McWhorter endorses Obama for what his policies mean to the black community while lambasting Obama critics to the left of the President:
Meanwhile, we have a President who has touted extra billions of dollars to community colleges; has states competing for Race To The Top funds to improve public schools where No Child Left Behind failed; has barnstormed the country pushing a jobs bill, and created the beginnings of a national health care system after 70 years of failed attempts. On what basis is this not a pro-black President? Have the results been dramatic? No—but a Republican establishment bent on keeping Obama from accomplishing a single thing has played a certain role in that. How Obama was supposed to have “blacked” his way past this obstructionism is decidedly unclear.

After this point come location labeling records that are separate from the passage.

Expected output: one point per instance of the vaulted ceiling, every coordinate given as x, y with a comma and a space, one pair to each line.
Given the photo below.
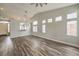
27, 10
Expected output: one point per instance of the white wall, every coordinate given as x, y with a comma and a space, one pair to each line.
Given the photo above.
3, 28
15, 29
56, 31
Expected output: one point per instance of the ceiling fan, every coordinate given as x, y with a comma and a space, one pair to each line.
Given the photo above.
38, 4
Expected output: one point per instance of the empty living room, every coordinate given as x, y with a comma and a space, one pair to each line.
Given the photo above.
39, 29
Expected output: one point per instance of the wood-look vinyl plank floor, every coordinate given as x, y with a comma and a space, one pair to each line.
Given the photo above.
34, 46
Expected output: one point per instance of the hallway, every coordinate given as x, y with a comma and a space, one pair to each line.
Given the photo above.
34, 46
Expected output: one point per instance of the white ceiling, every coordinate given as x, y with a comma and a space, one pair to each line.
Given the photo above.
18, 9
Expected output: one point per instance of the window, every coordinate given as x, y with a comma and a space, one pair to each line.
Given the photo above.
35, 28
43, 28
22, 26
6, 22
50, 20
44, 21
72, 28
59, 18
72, 15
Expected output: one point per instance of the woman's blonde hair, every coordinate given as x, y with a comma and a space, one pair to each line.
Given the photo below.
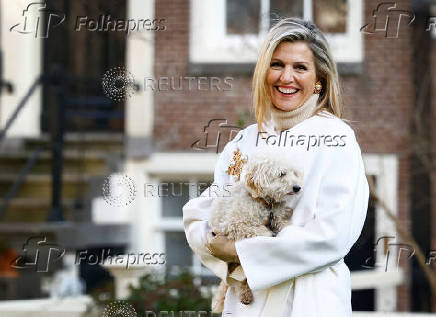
291, 30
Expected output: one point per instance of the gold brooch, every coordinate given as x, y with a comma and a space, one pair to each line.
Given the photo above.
236, 167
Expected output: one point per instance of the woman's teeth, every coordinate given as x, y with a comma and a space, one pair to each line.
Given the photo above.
289, 91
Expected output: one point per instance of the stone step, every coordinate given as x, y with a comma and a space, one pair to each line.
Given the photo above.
37, 209
107, 142
94, 163
36, 185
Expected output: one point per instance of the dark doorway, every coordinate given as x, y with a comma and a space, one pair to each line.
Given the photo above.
85, 55
363, 300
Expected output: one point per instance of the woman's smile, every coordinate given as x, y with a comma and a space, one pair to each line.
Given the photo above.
291, 76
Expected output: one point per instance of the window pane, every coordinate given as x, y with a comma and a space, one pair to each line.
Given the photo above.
174, 195
177, 249
331, 15
285, 9
242, 17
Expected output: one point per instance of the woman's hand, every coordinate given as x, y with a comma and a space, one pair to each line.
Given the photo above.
222, 248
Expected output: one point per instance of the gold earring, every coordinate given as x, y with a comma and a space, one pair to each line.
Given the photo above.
318, 88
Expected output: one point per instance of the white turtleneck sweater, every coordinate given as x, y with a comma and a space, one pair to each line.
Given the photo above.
284, 120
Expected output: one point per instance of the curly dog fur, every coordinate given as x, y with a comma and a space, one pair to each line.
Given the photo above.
269, 184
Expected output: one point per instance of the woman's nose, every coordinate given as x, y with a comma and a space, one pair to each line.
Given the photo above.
287, 74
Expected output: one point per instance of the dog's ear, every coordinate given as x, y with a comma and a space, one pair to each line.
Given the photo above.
249, 180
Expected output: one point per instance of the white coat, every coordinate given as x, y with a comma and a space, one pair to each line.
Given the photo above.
327, 220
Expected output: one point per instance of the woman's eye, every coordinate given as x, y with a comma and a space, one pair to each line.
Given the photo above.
275, 64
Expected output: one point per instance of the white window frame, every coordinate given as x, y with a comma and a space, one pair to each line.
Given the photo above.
179, 167
209, 42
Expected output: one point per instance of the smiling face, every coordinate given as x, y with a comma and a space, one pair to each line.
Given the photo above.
291, 76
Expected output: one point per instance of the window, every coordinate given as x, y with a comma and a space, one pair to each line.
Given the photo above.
173, 195
231, 31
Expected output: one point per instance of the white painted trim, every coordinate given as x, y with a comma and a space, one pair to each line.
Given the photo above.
210, 44
186, 167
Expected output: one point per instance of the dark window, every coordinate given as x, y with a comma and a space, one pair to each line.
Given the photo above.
242, 17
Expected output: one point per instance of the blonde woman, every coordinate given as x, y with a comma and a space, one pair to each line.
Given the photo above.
301, 271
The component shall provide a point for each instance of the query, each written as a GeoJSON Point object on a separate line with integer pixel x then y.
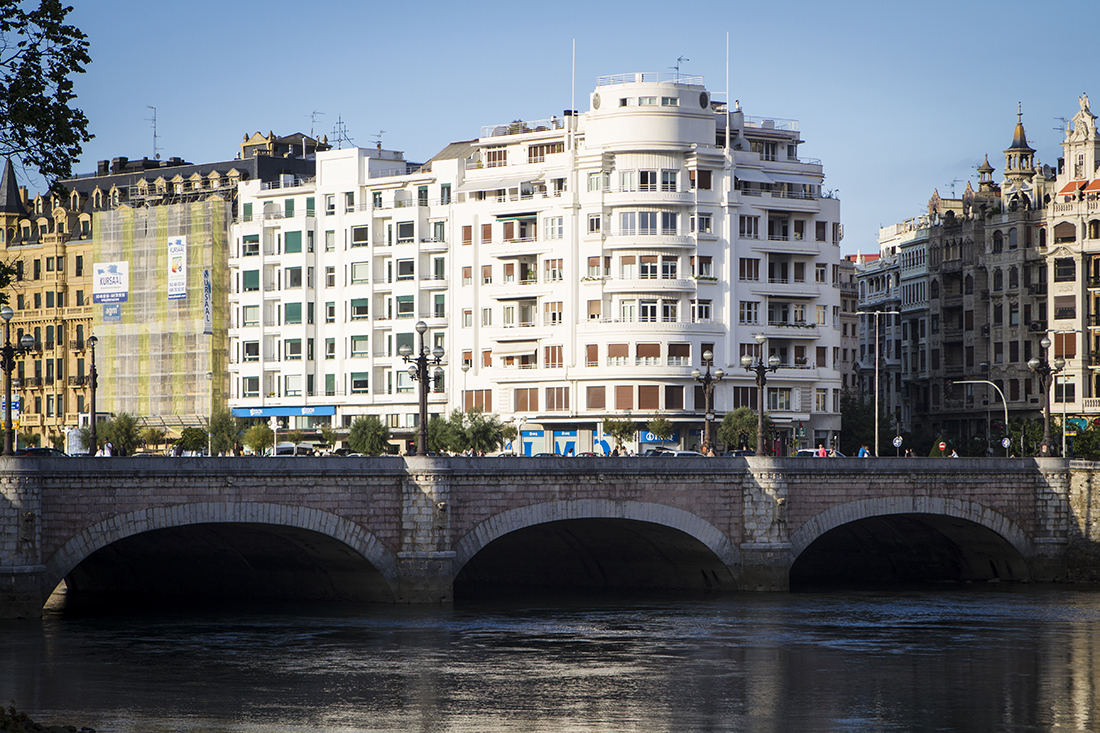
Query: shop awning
{"type": "Point", "coordinates": [1071, 187]}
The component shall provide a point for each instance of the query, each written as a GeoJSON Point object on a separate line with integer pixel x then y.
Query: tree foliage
{"type": "Point", "coordinates": [223, 431]}
{"type": "Point", "coordinates": [738, 429]}
{"type": "Point", "coordinates": [369, 435]}
{"type": "Point", "coordinates": [40, 55]}
{"type": "Point", "coordinates": [620, 429]}
{"type": "Point", "coordinates": [259, 438]}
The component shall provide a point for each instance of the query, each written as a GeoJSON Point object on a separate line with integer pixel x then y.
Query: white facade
{"type": "Point", "coordinates": [579, 266]}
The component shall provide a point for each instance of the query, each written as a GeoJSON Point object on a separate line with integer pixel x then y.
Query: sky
{"type": "Point", "coordinates": [898, 98]}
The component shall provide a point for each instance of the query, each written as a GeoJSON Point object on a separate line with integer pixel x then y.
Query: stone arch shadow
{"type": "Point", "coordinates": [982, 516]}
{"type": "Point", "coordinates": [330, 526]}
{"type": "Point", "coordinates": [672, 523]}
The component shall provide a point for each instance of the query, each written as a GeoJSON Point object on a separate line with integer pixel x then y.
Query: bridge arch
{"type": "Point", "coordinates": [112, 529]}
{"type": "Point", "coordinates": [672, 532]}
{"type": "Point", "coordinates": [937, 513]}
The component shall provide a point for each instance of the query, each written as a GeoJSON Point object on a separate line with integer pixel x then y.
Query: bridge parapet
{"type": "Point", "coordinates": [420, 518]}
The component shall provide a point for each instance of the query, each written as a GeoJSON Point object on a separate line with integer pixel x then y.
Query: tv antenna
{"type": "Point", "coordinates": [312, 120]}
{"type": "Point", "coordinates": [156, 151]}
{"type": "Point", "coordinates": [340, 133]}
{"type": "Point", "coordinates": [680, 61]}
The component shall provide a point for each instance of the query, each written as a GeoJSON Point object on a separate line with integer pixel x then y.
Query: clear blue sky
{"type": "Point", "coordinates": [897, 98]}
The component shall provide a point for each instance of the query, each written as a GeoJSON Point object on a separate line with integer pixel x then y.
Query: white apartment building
{"type": "Point", "coordinates": [572, 269]}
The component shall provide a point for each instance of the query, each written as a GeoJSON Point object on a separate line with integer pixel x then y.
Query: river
{"type": "Point", "coordinates": [970, 658]}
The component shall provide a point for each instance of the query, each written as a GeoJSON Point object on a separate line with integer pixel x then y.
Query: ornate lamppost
{"type": "Point", "coordinates": [8, 363]}
{"type": "Point", "coordinates": [92, 382]}
{"type": "Point", "coordinates": [708, 381]}
{"type": "Point", "coordinates": [418, 370]}
{"type": "Point", "coordinates": [760, 369]}
{"type": "Point", "coordinates": [1045, 373]}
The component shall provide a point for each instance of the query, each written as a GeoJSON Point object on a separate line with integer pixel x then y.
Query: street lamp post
{"type": "Point", "coordinates": [760, 369]}
{"type": "Point", "coordinates": [418, 370]}
{"type": "Point", "coordinates": [877, 361]}
{"type": "Point", "coordinates": [8, 363]}
{"type": "Point", "coordinates": [1045, 372]}
{"type": "Point", "coordinates": [92, 382]}
{"type": "Point", "coordinates": [708, 381]}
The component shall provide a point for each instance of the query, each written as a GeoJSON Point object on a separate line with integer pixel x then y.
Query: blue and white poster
{"type": "Point", "coordinates": [110, 282]}
{"type": "Point", "coordinates": [177, 267]}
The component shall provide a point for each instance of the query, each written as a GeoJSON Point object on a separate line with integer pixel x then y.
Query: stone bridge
{"type": "Point", "coordinates": [419, 529]}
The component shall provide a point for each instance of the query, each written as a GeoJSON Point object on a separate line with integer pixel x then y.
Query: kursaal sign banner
{"type": "Point", "coordinates": [110, 282]}
{"type": "Point", "coordinates": [177, 267]}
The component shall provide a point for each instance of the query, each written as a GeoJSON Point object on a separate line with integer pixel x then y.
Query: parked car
{"type": "Point", "coordinates": [42, 452]}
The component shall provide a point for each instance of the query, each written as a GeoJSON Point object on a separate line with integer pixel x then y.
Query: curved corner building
{"type": "Point", "coordinates": [573, 269]}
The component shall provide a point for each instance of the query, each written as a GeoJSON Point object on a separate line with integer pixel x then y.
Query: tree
{"type": "Point", "coordinates": [738, 429]}
{"type": "Point", "coordinates": [40, 54]}
{"type": "Point", "coordinates": [259, 438]}
{"type": "Point", "coordinates": [223, 431]}
{"type": "Point", "coordinates": [369, 435]}
{"type": "Point", "coordinates": [193, 439]}
{"type": "Point", "coordinates": [153, 437]}
{"type": "Point", "coordinates": [121, 431]}
{"type": "Point", "coordinates": [330, 436]}
{"type": "Point", "coordinates": [620, 429]}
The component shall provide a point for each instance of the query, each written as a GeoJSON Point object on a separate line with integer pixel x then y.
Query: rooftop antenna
{"type": "Point", "coordinates": [340, 133]}
{"type": "Point", "coordinates": [156, 151]}
{"type": "Point", "coordinates": [312, 120]}
{"type": "Point", "coordinates": [680, 61]}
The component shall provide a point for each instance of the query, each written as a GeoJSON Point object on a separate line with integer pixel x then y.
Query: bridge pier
{"type": "Point", "coordinates": [425, 561]}
{"type": "Point", "coordinates": [22, 573]}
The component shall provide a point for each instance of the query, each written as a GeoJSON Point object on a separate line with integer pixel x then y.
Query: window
{"type": "Point", "coordinates": [292, 313]}
{"type": "Point", "coordinates": [292, 242]}
{"type": "Point", "coordinates": [293, 277]}
{"type": "Point", "coordinates": [749, 270]}
{"type": "Point", "coordinates": [1065, 270]}
{"type": "Point", "coordinates": [553, 313]}
{"type": "Point", "coordinates": [553, 228]}
{"type": "Point", "coordinates": [557, 398]}
{"type": "Point", "coordinates": [749, 227]}
{"type": "Point", "coordinates": [749, 312]}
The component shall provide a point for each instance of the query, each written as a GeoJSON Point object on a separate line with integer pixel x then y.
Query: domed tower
{"type": "Point", "coordinates": [1019, 167]}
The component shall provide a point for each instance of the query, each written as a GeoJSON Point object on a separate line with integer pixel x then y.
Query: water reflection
{"type": "Point", "coordinates": [1020, 658]}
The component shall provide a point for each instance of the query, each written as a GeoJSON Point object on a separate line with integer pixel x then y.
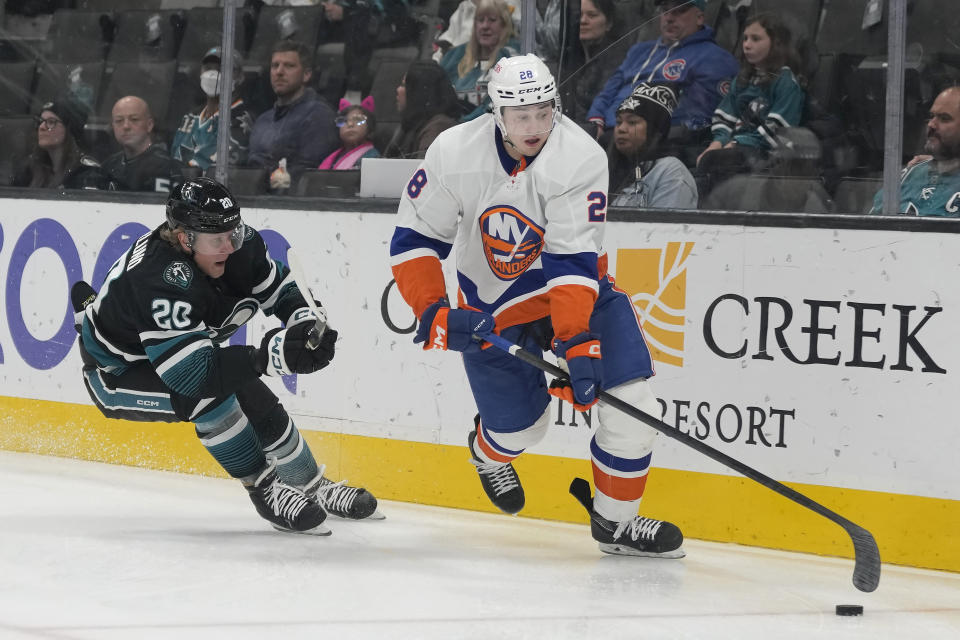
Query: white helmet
{"type": "Point", "coordinates": [521, 81]}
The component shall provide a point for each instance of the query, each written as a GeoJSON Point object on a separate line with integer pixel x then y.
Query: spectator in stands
{"type": "Point", "coordinates": [600, 51]}
{"type": "Point", "coordinates": [427, 104]}
{"type": "Point", "coordinates": [641, 174]}
{"type": "Point", "coordinates": [766, 98]}
{"type": "Point", "coordinates": [468, 65]}
{"type": "Point", "coordinates": [141, 164]}
{"type": "Point", "coordinates": [460, 26]}
{"type": "Point", "coordinates": [299, 129]}
{"type": "Point", "coordinates": [930, 185]}
{"type": "Point", "coordinates": [357, 125]}
{"type": "Point", "coordinates": [195, 142]}
{"type": "Point", "coordinates": [57, 161]}
{"type": "Point", "coordinates": [685, 55]}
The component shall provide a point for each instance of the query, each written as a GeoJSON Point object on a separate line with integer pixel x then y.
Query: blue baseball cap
{"type": "Point", "coordinates": [699, 4]}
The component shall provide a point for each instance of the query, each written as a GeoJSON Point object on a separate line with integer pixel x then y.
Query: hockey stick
{"type": "Point", "coordinates": [296, 269]}
{"type": "Point", "coordinates": [866, 570]}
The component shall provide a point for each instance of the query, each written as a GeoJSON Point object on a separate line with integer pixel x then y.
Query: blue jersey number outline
{"type": "Point", "coordinates": [597, 211]}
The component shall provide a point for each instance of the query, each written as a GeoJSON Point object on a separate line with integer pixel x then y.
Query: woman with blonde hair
{"type": "Point", "coordinates": [468, 65]}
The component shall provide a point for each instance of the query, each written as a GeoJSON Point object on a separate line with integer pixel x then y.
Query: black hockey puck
{"type": "Point", "coordinates": [849, 610]}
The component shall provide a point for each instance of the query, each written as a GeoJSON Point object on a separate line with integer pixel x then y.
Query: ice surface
{"type": "Point", "coordinates": [93, 551]}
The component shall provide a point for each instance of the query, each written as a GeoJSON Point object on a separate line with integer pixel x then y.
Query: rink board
{"type": "Point", "coordinates": [821, 357]}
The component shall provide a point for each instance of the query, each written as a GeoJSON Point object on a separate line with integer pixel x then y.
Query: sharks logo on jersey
{"type": "Point", "coordinates": [179, 274]}
{"type": "Point", "coordinates": [673, 70]}
{"type": "Point", "coordinates": [511, 241]}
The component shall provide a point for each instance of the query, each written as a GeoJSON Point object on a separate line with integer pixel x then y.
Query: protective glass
{"type": "Point", "coordinates": [534, 120]}
{"type": "Point", "coordinates": [357, 121]}
{"type": "Point", "coordinates": [214, 244]}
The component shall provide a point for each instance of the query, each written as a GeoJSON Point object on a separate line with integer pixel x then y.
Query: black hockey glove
{"type": "Point", "coordinates": [286, 351]}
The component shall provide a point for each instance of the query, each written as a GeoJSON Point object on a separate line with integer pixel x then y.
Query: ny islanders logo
{"type": "Point", "coordinates": [656, 280]}
{"type": "Point", "coordinates": [511, 241]}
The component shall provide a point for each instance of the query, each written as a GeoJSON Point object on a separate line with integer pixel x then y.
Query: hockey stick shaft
{"type": "Point", "coordinates": [296, 268]}
{"type": "Point", "coordinates": [866, 571]}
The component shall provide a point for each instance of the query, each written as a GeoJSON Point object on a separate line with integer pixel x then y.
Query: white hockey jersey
{"type": "Point", "coordinates": [528, 234]}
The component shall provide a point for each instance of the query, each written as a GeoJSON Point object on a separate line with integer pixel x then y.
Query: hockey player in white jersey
{"type": "Point", "coordinates": [522, 194]}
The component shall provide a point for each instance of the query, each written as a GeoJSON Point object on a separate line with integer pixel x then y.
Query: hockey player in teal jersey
{"type": "Point", "coordinates": [931, 186]}
{"type": "Point", "coordinates": [154, 347]}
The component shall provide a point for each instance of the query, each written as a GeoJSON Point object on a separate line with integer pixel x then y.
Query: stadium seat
{"type": "Point", "coordinates": [842, 30]}
{"type": "Point", "coordinates": [204, 29]}
{"type": "Point", "coordinates": [244, 181]}
{"type": "Point", "coordinates": [779, 194]}
{"type": "Point", "coordinates": [112, 5]}
{"type": "Point", "coordinates": [16, 86]}
{"type": "Point", "coordinates": [84, 81]}
{"type": "Point", "coordinates": [384, 91]}
{"type": "Point", "coordinates": [934, 28]}
{"type": "Point", "coordinates": [150, 36]}
{"type": "Point", "coordinates": [278, 23]}
{"type": "Point", "coordinates": [330, 73]}
{"type": "Point", "coordinates": [855, 195]}
{"type": "Point", "coordinates": [329, 183]}
{"type": "Point", "coordinates": [78, 36]}
{"type": "Point", "coordinates": [152, 81]}
{"type": "Point", "coordinates": [18, 135]}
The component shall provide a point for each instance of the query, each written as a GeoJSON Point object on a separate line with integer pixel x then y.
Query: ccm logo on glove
{"type": "Point", "coordinates": [582, 356]}
{"type": "Point", "coordinates": [453, 329]}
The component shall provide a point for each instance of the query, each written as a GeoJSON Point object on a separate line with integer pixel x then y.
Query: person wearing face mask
{"type": "Point", "coordinates": [195, 142]}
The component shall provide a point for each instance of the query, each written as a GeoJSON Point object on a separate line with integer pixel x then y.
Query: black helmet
{"type": "Point", "coordinates": [203, 205]}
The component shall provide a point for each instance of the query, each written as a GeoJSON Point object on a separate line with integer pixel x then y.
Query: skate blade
{"type": "Point", "coordinates": [623, 550]}
{"type": "Point", "coordinates": [319, 530]}
{"type": "Point", "coordinates": [376, 515]}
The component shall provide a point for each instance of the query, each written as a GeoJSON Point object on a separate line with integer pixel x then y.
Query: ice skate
{"type": "Point", "coordinates": [286, 507]}
{"type": "Point", "coordinates": [500, 481]}
{"type": "Point", "coordinates": [638, 536]}
{"type": "Point", "coordinates": [342, 500]}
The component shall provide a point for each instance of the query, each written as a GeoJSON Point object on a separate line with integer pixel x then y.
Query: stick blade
{"type": "Point", "coordinates": [866, 568]}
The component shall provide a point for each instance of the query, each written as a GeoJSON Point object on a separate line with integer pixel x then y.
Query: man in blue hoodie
{"type": "Point", "coordinates": [684, 55]}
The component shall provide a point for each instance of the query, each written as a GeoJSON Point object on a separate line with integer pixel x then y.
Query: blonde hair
{"type": "Point", "coordinates": [472, 54]}
{"type": "Point", "coordinates": [171, 236]}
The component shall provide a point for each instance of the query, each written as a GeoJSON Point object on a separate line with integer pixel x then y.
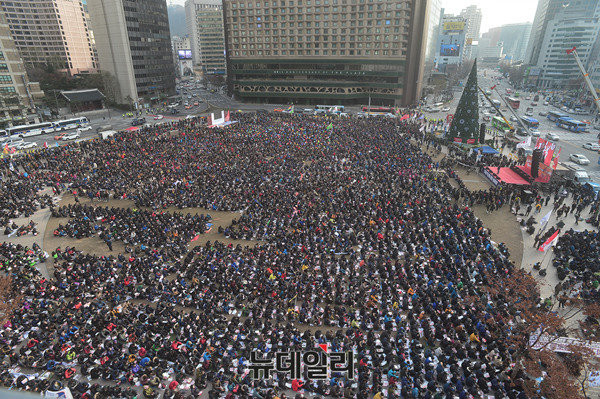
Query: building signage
{"type": "Point", "coordinates": [490, 177]}
{"type": "Point", "coordinates": [455, 25]}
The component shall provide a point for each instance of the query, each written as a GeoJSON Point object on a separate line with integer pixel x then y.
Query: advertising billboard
{"type": "Point", "coordinates": [454, 25]}
{"type": "Point", "coordinates": [450, 50]}
{"type": "Point", "coordinates": [184, 54]}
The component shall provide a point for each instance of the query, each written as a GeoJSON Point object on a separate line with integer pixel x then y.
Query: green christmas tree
{"type": "Point", "coordinates": [465, 123]}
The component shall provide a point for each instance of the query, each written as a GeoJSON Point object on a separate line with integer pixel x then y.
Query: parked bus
{"type": "Point", "coordinates": [498, 123]}
{"type": "Point", "coordinates": [68, 124]}
{"type": "Point", "coordinates": [373, 108]}
{"type": "Point", "coordinates": [531, 123]}
{"type": "Point", "coordinates": [31, 130]}
{"type": "Point", "coordinates": [330, 108]}
{"type": "Point", "coordinates": [572, 124]}
{"type": "Point", "coordinates": [513, 102]}
{"type": "Point", "coordinates": [554, 115]}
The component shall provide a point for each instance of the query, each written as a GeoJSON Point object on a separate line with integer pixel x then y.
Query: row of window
{"type": "Point", "coordinates": [290, 3]}
{"type": "Point", "coordinates": [6, 90]}
{"type": "Point", "coordinates": [321, 52]}
{"type": "Point", "coordinates": [321, 44]}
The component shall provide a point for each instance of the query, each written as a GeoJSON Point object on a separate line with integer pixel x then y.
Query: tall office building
{"type": "Point", "coordinates": [16, 93]}
{"type": "Point", "coordinates": [182, 55]}
{"type": "Point", "coordinates": [133, 43]}
{"type": "Point", "coordinates": [451, 43]}
{"type": "Point", "coordinates": [204, 20]}
{"type": "Point", "coordinates": [472, 16]}
{"type": "Point", "coordinates": [576, 25]}
{"type": "Point", "coordinates": [326, 51]}
{"type": "Point", "coordinates": [433, 31]}
{"type": "Point", "coordinates": [549, 10]}
{"type": "Point", "coordinates": [514, 39]}
{"type": "Point", "coordinates": [51, 32]}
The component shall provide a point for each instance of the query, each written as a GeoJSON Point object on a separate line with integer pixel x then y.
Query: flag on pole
{"type": "Point", "coordinates": [555, 159]}
{"type": "Point", "coordinates": [525, 143]}
{"type": "Point", "coordinates": [549, 242]}
{"type": "Point", "coordinates": [545, 219]}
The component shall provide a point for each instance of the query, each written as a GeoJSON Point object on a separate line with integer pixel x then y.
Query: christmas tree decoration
{"type": "Point", "coordinates": [465, 123]}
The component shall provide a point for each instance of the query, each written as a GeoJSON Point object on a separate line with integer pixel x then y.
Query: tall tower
{"type": "Point", "coordinates": [472, 15]}
{"type": "Point", "coordinates": [133, 42]}
{"type": "Point", "coordinates": [51, 32]}
{"type": "Point", "coordinates": [204, 19]}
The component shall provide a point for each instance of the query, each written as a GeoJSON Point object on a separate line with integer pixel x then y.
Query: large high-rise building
{"type": "Point", "coordinates": [16, 93]}
{"type": "Point", "coordinates": [514, 39]}
{"type": "Point", "coordinates": [51, 32]}
{"type": "Point", "coordinates": [548, 10]}
{"type": "Point", "coordinates": [472, 15]}
{"type": "Point", "coordinates": [565, 25]}
{"type": "Point", "coordinates": [451, 43]}
{"type": "Point", "coordinates": [433, 31]}
{"type": "Point", "coordinates": [204, 20]}
{"type": "Point", "coordinates": [133, 43]}
{"type": "Point", "coordinates": [326, 51]}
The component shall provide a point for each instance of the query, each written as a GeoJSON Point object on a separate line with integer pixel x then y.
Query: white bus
{"type": "Point", "coordinates": [330, 108]}
{"type": "Point", "coordinates": [30, 130]}
{"type": "Point", "coordinates": [69, 124]}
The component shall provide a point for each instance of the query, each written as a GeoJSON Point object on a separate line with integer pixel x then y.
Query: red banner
{"type": "Point", "coordinates": [549, 241]}
{"type": "Point", "coordinates": [541, 143]}
{"type": "Point", "coordinates": [548, 152]}
{"type": "Point", "coordinates": [555, 159]}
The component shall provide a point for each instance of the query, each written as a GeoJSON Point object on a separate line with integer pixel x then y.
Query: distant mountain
{"type": "Point", "coordinates": [177, 20]}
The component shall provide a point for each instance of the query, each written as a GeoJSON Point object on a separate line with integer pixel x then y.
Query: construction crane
{"type": "Point", "coordinates": [586, 77]}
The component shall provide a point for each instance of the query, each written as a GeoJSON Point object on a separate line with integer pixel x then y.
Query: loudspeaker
{"type": "Point", "coordinates": [535, 162]}
{"type": "Point", "coordinates": [482, 133]}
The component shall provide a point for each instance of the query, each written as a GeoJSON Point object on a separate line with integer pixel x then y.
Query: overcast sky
{"type": "Point", "coordinates": [495, 12]}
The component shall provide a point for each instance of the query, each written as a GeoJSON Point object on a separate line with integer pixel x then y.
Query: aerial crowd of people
{"type": "Point", "coordinates": [356, 239]}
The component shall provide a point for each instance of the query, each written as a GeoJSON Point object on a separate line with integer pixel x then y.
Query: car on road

I think black people, for the most part, get this, but they wouldn’t agree with McWhorter’s position. It’s curious Cornel West is pictured with McWhorter’s article, however dramatic, leftist and erudite in his criticism of Obama: he’s pretty much voting for Obama too. Folks who really wanted Obama to blackity black gangsta lean his way past obstructionism were Michael Moore and Bill Maher. Both, as renouned visual geneologist Scott Brown would attest are definitely not black.
I’m cool with Tavis Smiley and Cornel West critiquing the President. (I’m even cool with Jesse Jackson saying he would mutilate Obama. Rev. Jesse Jackson was crying at Obama’s victory rally. He’s never wavered in his support of Obama holding the office or being re-elected.) Smiley and West felt he didn’t build an agenda to directly address black Americans. I disagree with their argument that any black president would be effective if one of his planks for election or re-election was: I’ve got this legislative agenda for 12 to 13% of the American people who look like me. In that regard, McWhorter’s critique is dead on.
But by all means, they should present their case to the American people as often and as much as they can. Black politicians should be criticized by black constituents when those constituents are under served. What McWhorter doesn’t address is the black religious leaders who are encouraging other people not to vote for Obama in 2012 because of his support for Marriage Equality is a threat to the black christian family. Many of them probably encouraged their flocks to vote for Bush in 2004 for the same reason. McWhorter’s right: black critics to the left of Obama are off base with their governing advice, but not with their policy concerns. Even then, they are still pragmatic enough to understand how bad a Romney Presidency would be for Americans.
These pastors are not pragmatic, they are delusional demagogues who prioritize fighting against gay people getting married over any of the real problems in cities and neighborhoods where black people live and they preach. They are the ones who deserve ridicule.